Viralizou nas redes sociais uma imagem, exibida pelo canal noticioso BFM TV, que seria de Macron caminhando solitário pela margem do rio Sena, seguido à distância por um segurança. A imagem foi interpretada como uma metáfora do isolamento atual do presidente.
Em seu segundo mandato, que vai até 2027, Macron não pode concorrer à reeleição. O presidente já disse mais de uma vez que pretende cumprir seu mandato até o fim.
A líder das pesquisas de intenção de voto para a Presidência em 2027, Marine Le Pen, que na prática comanda a RN, disse que não pedirá a renúncia de Macron, mas que “seria sábio” se ele tomasse essa decisão. Por outro lado, segundo ela, a dissolução da Assembleia é “absolutamente necessária”.
Le Pen, que é deputada, em princípio está inelegível, devido a uma condenação por desvio de fundos do Parlamento Europeu. Seu recurso será julgado em janeiro.
Lecornu havia sido nomeado por Macron no dia 9 de setembro e, no último domingo (5), depois de mais de três semanas de tratativas de bastidores, anunciou um ministério parecido com o de seu antecessor, Bayrou -de quem havia sido ministro da Defesa.
O ministério de Lecornu foi fortemente criticado pela oposição, tanto de ultraesquerda quanto de ultradireita. Até mesmo um dos integrantes do gabinete, Bruno Retailleau, reconduzido ao Ministério do Interior, responsável pela segurança pública, expressou publicamente o descontentamento de seu partido, os Republicanos, de direita.
Com ambições de chegar à Presidência, Retailleau acusou Lecornu de esconder o nome escolhido como novo ministro da Defesa, Bruno Le Maire. Ex-ministro da Economia durante os sete primeiros anos de Macron na Presidência (2017 a 2024), Le Maire não era a opção que agradava aos Republicanos.
A ameaça da perda de apoio da sigla direitista foi fatal para Lecornu, pois significaria que seu governo não sobreviveria a uma moção de censura.

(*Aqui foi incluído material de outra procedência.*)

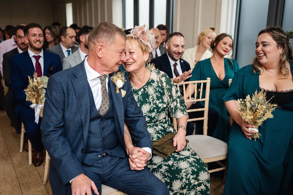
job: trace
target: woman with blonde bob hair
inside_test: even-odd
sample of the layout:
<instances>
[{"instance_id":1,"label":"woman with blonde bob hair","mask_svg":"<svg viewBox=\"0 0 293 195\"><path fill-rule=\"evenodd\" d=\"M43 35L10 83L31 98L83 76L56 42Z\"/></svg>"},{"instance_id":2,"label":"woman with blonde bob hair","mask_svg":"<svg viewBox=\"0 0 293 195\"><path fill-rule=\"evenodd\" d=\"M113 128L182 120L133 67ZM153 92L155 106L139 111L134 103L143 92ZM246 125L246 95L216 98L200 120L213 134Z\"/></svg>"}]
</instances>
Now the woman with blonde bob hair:
<instances>
[{"instance_id":1,"label":"woman with blonde bob hair","mask_svg":"<svg viewBox=\"0 0 293 195\"><path fill-rule=\"evenodd\" d=\"M228 169L224 189L228 194L291 194L293 186L293 53L289 38L279 27L260 32L252 65L239 71L223 99L233 118L228 142ZM252 140L255 128L234 110L235 100L266 92L278 107L272 118L258 127L261 135Z\"/></svg>"},{"instance_id":2,"label":"woman with blonde bob hair","mask_svg":"<svg viewBox=\"0 0 293 195\"><path fill-rule=\"evenodd\" d=\"M129 72L133 95L146 117L151 139L154 142L170 133L176 134L173 139L175 152L167 157L152 154L146 167L166 184L171 194L209 194L209 175L206 166L186 143L187 116L182 96L166 73L146 67L150 53L155 48L152 31L144 25L136 26L127 36L123 66ZM177 131L168 112L176 119ZM146 152L133 146L125 125L125 139L131 168L141 170L148 159L144 156L134 157Z\"/></svg>"},{"instance_id":3,"label":"woman with blonde bob hair","mask_svg":"<svg viewBox=\"0 0 293 195\"><path fill-rule=\"evenodd\" d=\"M209 49L211 43L216 35L212 30L206 29L198 35L196 46L185 50L182 57L188 63L192 71L197 62L209 58L213 56Z\"/></svg>"}]
</instances>

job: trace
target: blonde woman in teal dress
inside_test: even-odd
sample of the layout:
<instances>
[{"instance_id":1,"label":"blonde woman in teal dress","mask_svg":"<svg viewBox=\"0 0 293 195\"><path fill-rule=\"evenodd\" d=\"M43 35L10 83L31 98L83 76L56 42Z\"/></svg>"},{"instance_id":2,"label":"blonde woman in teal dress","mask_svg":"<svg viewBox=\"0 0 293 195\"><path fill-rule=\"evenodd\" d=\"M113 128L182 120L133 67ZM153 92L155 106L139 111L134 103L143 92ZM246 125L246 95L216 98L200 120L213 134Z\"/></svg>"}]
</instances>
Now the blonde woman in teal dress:
<instances>
[{"instance_id":1,"label":"blonde woman in teal dress","mask_svg":"<svg viewBox=\"0 0 293 195\"><path fill-rule=\"evenodd\" d=\"M226 142L230 125L228 112L222 98L229 87L228 80L233 78L235 73L239 69L239 66L235 60L224 57L231 49L233 50L233 40L228 34L223 33L216 37L211 44L211 48L213 52L212 57L197 62L191 73L192 76L190 78L190 81L205 80L208 77L211 78L209 107L218 111L219 117L213 132L209 133L212 137ZM190 84L194 86L194 84ZM193 87L193 93L194 87ZM186 93L188 94L189 88L187 88ZM205 96L205 90L204 90L203 96ZM200 102L197 104L203 105L204 103ZM190 109L193 109L193 107L196 106L189 104L188 104L188 108L191 106ZM190 113L189 118L193 118L192 113ZM213 120L209 118L209 120Z\"/></svg>"},{"instance_id":2,"label":"blonde woman in teal dress","mask_svg":"<svg viewBox=\"0 0 293 195\"><path fill-rule=\"evenodd\" d=\"M179 127L173 139L173 146L177 147L175 152L167 158L152 154L146 163L146 167L164 182L171 195L209 194L209 175L205 165L186 143L186 105L167 74L145 67L146 63L150 61L149 52L153 47L148 47L148 41L144 43L142 41L145 41L145 38L138 35L141 34L141 27L136 26L130 35L127 35L126 58L123 63L125 70L130 73L134 99L145 116L152 141L169 133L176 133L168 112L172 117L176 119ZM146 35L145 36L150 37L146 38L147 40L154 38L150 34L152 31L147 29L144 30L144 33ZM148 160L143 155L146 152L133 147L129 131L127 126L125 128L130 165L132 169L141 170Z\"/></svg>"},{"instance_id":3,"label":"blonde woman in teal dress","mask_svg":"<svg viewBox=\"0 0 293 195\"><path fill-rule=\"evenodd\" d=\"M292 194L293 192L293 53L289 38L279 27L259 33L253 65L236 73L224 97L234 122L228 142L228 171L224 195ZM277 104L251 139L253 127L234 110L235 101L267 91L267 99Z\"/></svg>"}]
</instances>

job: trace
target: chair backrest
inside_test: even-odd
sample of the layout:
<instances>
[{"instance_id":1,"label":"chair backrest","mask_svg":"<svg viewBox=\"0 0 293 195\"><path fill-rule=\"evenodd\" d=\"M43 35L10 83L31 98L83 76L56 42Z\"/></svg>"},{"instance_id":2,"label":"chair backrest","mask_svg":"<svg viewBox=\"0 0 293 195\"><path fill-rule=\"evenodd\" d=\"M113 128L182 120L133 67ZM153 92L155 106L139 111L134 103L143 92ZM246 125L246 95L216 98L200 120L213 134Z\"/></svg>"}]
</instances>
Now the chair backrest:
<instances>
[{"instance_id":1,"label":"chair backrest","mask_svg":"<svg viewBox=\"0 0 293 195\"><path fill-rule=\"evenodd\" d=\"M206 83L206 86L205 88L205 96L204 98L202 98L202 90L203 88L204 83ZM197 90L197 86L199 85L198 84L200 84L200 89L199 91ZM186 94L186 87L185 85L187 85L187 87L189 88L189 91L190 91L191 89L192 85L188 84L194 84L193 85L194 85L192 87L195 88L194 92L194 99L191 98L191 96L192 94ZM200 121L203 120L203 134L206 135L207 135L207 120L208 120L208 113L209 111L209 88L211 84L211 78L207 78L207 80L202 80L201 81L187 81L186 82L183 82L181 83L174 83L174 84L177 86L177 89L179 90L179 85L183 85L183 94L185 99L188 99L189 100L185 100L185 102L195 102L198 101L205 101L205 107L204 108L196 108L195 109L189 109L186 110L188 113L191 112L197 112L200 111L204 111L204 116L203 117L200 117L199 118L190 118L187 120L187 121ZM198 95L198 93L199 93L199 95L198 99L197 96ZM173 118L173 123L174 126L174 128L176 130L177 129L177 124L176 122L176 118Z\"/></svg>"}]
</instances>

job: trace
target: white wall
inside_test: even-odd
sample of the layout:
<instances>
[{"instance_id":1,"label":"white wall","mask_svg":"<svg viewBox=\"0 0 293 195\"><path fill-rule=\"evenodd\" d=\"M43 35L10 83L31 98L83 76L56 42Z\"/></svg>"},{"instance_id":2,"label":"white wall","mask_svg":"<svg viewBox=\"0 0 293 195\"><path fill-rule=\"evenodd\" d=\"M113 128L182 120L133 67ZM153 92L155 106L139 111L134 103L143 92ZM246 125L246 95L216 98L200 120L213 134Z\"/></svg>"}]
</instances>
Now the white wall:
<instances>
[{"instance_id":1,"label":"white wall","mask_svg":"<svg viewBox=\"0 0 293 195\"><path fill-rule=\"evenodd\" d=\"M37 23L42 28L54 22L51 0L1 0L0 27Z\"/></svg>"},{"instance_id":2,"label":"white wall","mask_svg":"<svg viewBox=\"0 0 293 195\"><path fill-rule=\"evenodd\" d=\"M194 47L198 35L215 28L217 34L234 35L237 0L175 0L173 31L184 36L186 48Z\"/></svg>"}]
</instances>

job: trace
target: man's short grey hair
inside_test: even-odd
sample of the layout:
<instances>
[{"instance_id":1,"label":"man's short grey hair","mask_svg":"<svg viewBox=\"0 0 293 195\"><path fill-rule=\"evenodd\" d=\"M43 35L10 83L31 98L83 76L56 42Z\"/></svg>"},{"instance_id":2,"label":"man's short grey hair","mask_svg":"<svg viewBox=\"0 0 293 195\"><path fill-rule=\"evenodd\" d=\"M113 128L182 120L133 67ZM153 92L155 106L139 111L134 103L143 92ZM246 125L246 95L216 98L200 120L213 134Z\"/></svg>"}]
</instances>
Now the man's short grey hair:
<instances>
[{"instance_id":1,"label":"man's short grey hair","mask_svg":"<svg viewBox=\"0 0 293 195\"><path fill-rule=\"evenodd\" d=\"M90 50L93 49L98 43L108 46L111 45L115 40L116 35L121 36L126 40L126 34L121 28L110 22L101 22L90 32L88 39L89 49Z\"/></svg>"}]
</instances>

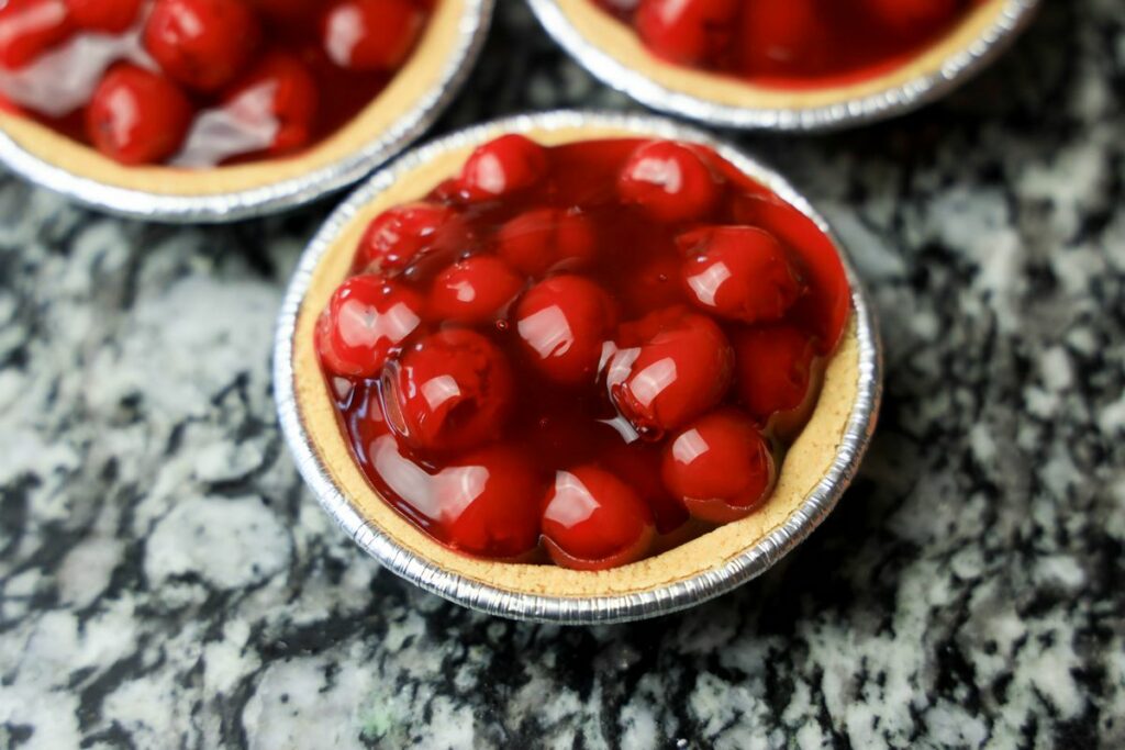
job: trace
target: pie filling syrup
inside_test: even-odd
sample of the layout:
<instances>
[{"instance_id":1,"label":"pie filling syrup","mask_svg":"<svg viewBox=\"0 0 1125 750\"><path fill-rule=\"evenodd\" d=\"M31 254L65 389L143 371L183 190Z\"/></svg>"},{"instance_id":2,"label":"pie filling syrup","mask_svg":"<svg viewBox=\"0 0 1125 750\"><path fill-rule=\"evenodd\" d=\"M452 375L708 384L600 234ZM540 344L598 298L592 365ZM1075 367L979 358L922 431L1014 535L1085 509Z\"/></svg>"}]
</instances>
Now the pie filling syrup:
<instances>
[{"instance_id":1,"label":"pie filling syrup","mask_svg":"<svg viewBox=\"0 0 1125 750\"><path fill-rule=\"evenodd\" d=\"M299 153L354 118L438 0L8 0L0 109L126 165Z\"/></svg>"},{"instance_id":2,"label":"pie filling syrup","mask_svg":"<svg viewBox=\"0 0 1125 750\"><path fill-rule=\"evenodd\" d=\"M984 0L588 0L669 63L757 85L847 85L885 74Z\"/></svg>"},{"instance_id":3,"label":"pie filling syrup","mask_svg":"<svg viewBox=\"0 0 1125 750\"><path fill-rule=\"evenodd\" d=\"M316 351L402 515L600 570L768 500L849 305L831 241L709 148L507 135L371 222Z\"/></svg>"}]
</instances>

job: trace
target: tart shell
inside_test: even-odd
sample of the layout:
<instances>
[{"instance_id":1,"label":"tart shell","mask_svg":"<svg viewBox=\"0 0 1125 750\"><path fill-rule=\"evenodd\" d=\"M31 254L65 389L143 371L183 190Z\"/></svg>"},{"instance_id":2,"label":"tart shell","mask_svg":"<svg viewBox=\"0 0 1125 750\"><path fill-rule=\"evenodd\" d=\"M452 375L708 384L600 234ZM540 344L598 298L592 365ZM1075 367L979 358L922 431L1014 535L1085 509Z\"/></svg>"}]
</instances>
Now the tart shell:
<instances>
[{"instance_id":1,"label":"tart shell","mask_svg":"<svg viewBox=\"0 0 1125 750\"><path fill-rule=\"evenodd\" d=\"M471 67L492 6L438 3L417 48L387 88L343 128L295 156L206 170L125 166L33 119L0 111L0 157L48 188L128 215L232 220L296 205L354 181L429 125Z\"/></svg>"},{"instance_id":2,"label":"tart shell","mask_svg":"<svg viewBox=\"0 0 1125 750\"><path fill-rule=\"evenodd\" d=\"M354 247L376 215L425 196L454 174L477 145L513 130L543 145L646 135L680 137L731 156L710 137L665 120L555 112L472 128L413 152L376 175L314 241L282 311L276 373L290 445L322 504L361 545L396 572L461 604L541 621L606 622L660 614L714 596L768 567L783 553L785 540L795 544L811 531L843 491L873 430L879 400L878 342L850 271L853 299L860 300L860 307L854 307L844 338L827 365L820 399L788 453L772 498L745 519L640 562L588 572L466 557L398 515L370 486L352 457L313 343L320 310L348 275ZM456 146L444 147L453 142ZM842 453L846 461L842 462ZM810 498L817 500L810 504ZM778 533L784 539L771 541ZM705 596L700 595L702 590Z\"/></svg>"}]
</instances>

Com apenas 27 dias, o governo Lecornu entra para a história como o mais curto da Quinta República, sistema de governo adotado pela Constituição francesa de 1958, um parlamentarismo com um papel forte do Executivo.
A origem da crise é a impopularidade de Macron, provocada por medidas como uma reforma que elevou de 62 para 64 anos a idade da aposentadoria. A dívida pública francesa é de 3,3 trilhões (cerca de R$ 20,8 trilhões), ou 114% do Produto Interno Bruto. Em parte, seu agravamento se deve à Covid-19: antes da pandemia, estava em 98% do PIB. O déficit público em 2024 foi de 5,8% do PIB.
Nas eleições para o Parlamento Europeu, em junho do ano passado, o partido de Macron, o Renascimento, foi derrotado. O presidente agravou a situação ao convocar novas eleições para a Assembleia Nacional. O resultado foi um Parlamento rachado em três blocos -esquerda, centro-direita e ultradireita- sem que nenhum tivesse obtido maioria para governar.
Macron nomeou sucessivamente Barnier, Bayrou e Lecornu, mas nenhum dos três conseguiu formar uma maioria para aprovar leis. Barnier ficou 3 meses no poder; Bayrou, 9.
A bolsa de Paris abriu em queda de cerca de 2%, diante da notícia, e fechou em queda de 1,36%.